Chapter 2 describes the engineering of a novel high-throughput cell culture system, the Double Orthogonal Gradient (DOG) platform. This unique platform incorporates three distinct biomaterial surface parameters, crucial for guiding cell behavior: topography, stiffness, and wettability.
Chapter 3 integrates both isotropic (random) and anisotropic (aligned) surface topographies into the DOG platform to evaluate their combined influence on cell fate.
Challenges in implementing high-throughput systems in conventional laboratories are discussed in Chapter 4, emphasizing the importance of streamlining research pipelines for wider accessibility.

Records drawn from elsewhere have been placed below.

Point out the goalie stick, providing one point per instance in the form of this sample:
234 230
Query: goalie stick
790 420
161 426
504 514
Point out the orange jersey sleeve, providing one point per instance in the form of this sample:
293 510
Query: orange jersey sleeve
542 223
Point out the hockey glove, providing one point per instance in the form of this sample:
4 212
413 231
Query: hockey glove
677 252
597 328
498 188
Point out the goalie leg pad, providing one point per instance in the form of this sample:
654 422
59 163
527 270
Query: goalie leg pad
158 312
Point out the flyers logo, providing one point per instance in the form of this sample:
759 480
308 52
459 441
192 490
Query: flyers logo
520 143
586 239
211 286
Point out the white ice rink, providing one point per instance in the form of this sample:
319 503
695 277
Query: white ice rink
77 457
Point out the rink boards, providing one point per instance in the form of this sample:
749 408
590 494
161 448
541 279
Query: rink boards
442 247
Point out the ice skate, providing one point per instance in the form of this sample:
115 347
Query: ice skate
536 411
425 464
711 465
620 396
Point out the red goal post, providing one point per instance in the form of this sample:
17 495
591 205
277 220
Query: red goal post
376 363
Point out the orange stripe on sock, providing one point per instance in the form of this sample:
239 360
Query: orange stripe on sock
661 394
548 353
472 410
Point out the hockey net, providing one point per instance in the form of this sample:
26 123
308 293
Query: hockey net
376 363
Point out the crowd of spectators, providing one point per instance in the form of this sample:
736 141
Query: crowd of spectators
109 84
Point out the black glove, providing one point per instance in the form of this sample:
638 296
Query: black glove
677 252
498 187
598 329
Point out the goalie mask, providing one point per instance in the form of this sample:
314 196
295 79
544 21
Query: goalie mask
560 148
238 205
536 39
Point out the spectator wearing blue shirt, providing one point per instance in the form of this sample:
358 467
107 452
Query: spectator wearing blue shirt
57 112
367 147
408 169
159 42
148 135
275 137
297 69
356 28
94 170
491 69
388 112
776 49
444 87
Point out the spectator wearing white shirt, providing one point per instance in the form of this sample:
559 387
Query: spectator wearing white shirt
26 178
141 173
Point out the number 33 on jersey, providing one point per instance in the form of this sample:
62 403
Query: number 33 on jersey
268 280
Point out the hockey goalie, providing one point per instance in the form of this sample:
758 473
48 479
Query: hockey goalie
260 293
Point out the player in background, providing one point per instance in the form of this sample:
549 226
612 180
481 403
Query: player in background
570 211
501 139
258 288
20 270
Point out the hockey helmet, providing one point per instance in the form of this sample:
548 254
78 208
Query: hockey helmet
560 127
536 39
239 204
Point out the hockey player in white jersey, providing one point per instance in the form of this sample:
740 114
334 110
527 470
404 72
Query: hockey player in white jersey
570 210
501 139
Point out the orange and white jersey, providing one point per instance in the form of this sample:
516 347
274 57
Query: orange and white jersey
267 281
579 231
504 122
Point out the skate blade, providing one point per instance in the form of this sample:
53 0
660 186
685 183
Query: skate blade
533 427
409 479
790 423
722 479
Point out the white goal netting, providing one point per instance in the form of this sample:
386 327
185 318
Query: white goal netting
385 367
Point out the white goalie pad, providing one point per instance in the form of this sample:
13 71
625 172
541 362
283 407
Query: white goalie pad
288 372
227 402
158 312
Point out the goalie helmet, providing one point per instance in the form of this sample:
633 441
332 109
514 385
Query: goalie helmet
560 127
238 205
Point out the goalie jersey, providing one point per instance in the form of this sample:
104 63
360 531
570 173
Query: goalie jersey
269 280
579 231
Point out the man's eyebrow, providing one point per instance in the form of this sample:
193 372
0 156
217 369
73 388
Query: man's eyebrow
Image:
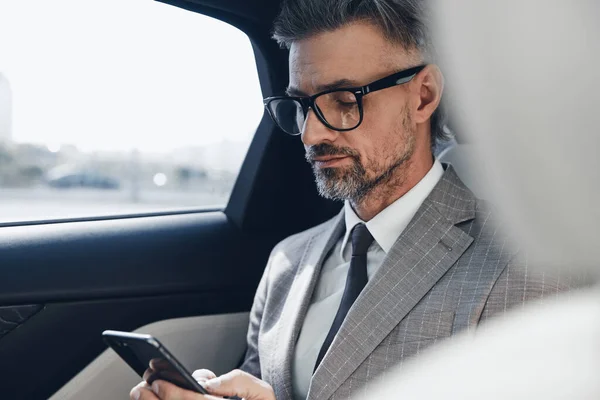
339 84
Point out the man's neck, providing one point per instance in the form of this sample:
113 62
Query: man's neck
404 179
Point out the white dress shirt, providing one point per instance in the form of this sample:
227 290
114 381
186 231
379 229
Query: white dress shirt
385 227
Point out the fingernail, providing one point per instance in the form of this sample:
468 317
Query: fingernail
212 383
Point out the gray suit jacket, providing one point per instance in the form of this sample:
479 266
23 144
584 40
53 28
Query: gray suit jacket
449 270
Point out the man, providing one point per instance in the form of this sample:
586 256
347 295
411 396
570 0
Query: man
413 257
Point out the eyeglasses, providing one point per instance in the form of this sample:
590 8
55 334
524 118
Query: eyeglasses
338 109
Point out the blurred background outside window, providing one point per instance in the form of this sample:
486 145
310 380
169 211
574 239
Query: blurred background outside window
120 106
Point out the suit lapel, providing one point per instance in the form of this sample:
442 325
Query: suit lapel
297 302
424 252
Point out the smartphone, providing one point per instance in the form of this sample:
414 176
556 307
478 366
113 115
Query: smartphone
150 359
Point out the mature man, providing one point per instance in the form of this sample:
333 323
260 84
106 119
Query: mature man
413 257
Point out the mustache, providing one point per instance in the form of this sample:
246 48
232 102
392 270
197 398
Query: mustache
326 149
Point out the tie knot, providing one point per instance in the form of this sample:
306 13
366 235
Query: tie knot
361 240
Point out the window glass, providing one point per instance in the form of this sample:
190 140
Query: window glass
120 106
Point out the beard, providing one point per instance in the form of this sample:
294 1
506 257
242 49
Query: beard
354 183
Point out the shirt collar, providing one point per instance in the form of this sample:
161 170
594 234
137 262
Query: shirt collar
389 224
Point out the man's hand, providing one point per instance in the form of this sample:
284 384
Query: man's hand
235 383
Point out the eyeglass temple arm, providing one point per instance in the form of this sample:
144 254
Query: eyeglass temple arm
393 80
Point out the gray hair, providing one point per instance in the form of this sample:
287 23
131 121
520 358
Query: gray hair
404 22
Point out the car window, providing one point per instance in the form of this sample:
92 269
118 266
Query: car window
120 106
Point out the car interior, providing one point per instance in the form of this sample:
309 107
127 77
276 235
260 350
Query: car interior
187 277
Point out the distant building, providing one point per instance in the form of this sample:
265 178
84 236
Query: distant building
5 110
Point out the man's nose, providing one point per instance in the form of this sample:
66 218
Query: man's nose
315 132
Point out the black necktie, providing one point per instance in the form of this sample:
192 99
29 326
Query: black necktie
355 282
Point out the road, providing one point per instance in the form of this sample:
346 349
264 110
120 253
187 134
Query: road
17 205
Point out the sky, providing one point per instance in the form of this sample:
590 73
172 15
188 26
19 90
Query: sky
114 75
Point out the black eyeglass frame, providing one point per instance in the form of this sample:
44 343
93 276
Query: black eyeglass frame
395 79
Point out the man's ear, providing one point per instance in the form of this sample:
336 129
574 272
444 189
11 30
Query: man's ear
429 87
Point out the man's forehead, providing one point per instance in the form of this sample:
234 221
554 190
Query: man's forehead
357 53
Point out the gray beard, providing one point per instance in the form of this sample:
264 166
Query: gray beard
352 183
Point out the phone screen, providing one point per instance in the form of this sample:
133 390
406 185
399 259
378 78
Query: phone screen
149 362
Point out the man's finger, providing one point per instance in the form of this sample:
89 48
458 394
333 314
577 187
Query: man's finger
241 384
202 375
167 391
148 375
142 392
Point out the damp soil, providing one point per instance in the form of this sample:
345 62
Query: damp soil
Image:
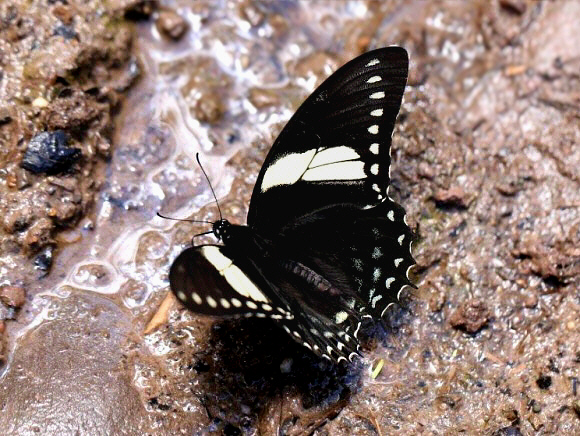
485 161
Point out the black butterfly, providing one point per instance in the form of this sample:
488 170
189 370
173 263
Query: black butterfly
325 246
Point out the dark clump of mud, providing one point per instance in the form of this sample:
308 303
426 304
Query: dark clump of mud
63 71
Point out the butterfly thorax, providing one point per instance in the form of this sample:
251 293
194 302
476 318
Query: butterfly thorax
222 230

Integration with a widely used well plate system aims to broaden the platform's accessibility, facilitating collaborative research and accelerating the development of bio-instructive medical implants.
In a broader scope, regulatory considerations for medical product development in the EU are outlined in Chapter 5, aiming to assist researchers and medical product developers in navigating the complex regulatory landscape.
Chapter 6 evaluates the main research findings, addressing remaining challenges, and outlining future perspectives for the technology developed.
This thesis emphasizes the importance of understanding and optimizing complex cell – biomaterial interactions, focusing on the development and utilization of a unique high-throughput screening platform. Most notably, the platform's ability to translate parameter combinations to physically separate surfaces is highlighted, enabling future in depth in vivo studies and potential translation towards bio-instructive medical implants.